Boggy Creek legend born of faked footprint, carried by imaginations
Houston Chronicle - October 18, 1986
Author: Associated Press

FOUKE , Ark. - Fifteen summers after giant footprints and tales of a creature called the Fouke Monster generated an avalanche of publicity and money in local tills, town officials are convinced it was a hoax.

The excitement began when a farmer found three-toed tracks, size 14EE, on the edge of a soybean field in June 1971.

A carload of Texarkana residents said the monster dashed across U.S. 71 one late spring evening. A deer hunter said she spotted the creature in heavy timber.
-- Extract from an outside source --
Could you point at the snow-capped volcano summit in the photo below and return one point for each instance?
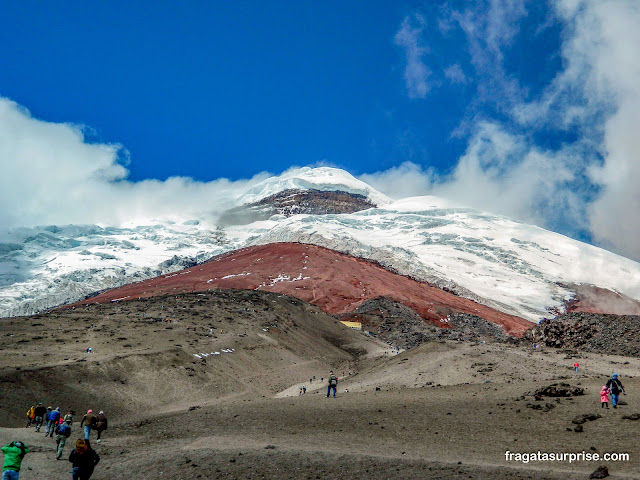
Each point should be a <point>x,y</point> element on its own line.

One man moved his family to another town after what he described as a terrifying encounter with the monster that sent him screaming through a closed door.

Depending on the source, the red-eyed monster was a howling ape, a swamp man or a country cousin of the Abominable Snowman.

The reports captured the imaginations of students, who had monster drawing contests, and one teacher who said the creature should be protected as an endangered species.

But despite the offer of a $10,000 reward, the Fouke Monster was neither trapped nor photographed.

Virgil Roberts, the mayor of this town of 509 residents 10 miles from Texas and 20 miles from Louisiana, says he believes the monster was 100 percent hype. "I'm convinced beyond any reasonable doubt that was a man-made track," Roberts said. "I feel like somebody walked out in there with stilts on. ... I think they were trying to get attention here. Maybe they thought they could make a little money on it, I don't know," he said.

"I won't say all was intoxicated when they saw it, but some did see something that, well, they saw more than actually was there," he said.

But the monster -generated dollars were real.

Roberts' wife made a plaster cast of the footprint and turned out more than 5,000 miniatures, complete with hand-painted "Greetings From Boggy Creek," and sold them to a distributor for 50 cents each, Roberts said. A low-budget movie starring Fouke residents, "The Legend Of Boggy Creek," made a tidy profit. A book describing an encounter with the monster is still for sale at a hamburger stand in town.

Chief Deputy H.L. Phillips of the Miller County Sheriff's Department said he hasn't taken a monster call in years.

"We don't even keep a file anymore," he said. "A few years ago, someone called and said they'd found a cave along the Sulphur River where the monster was supposedly living. Nothing there. I don't believe in it. But I'd say you don't argue with people who say they've seen it. Many were respectable and responsible folks."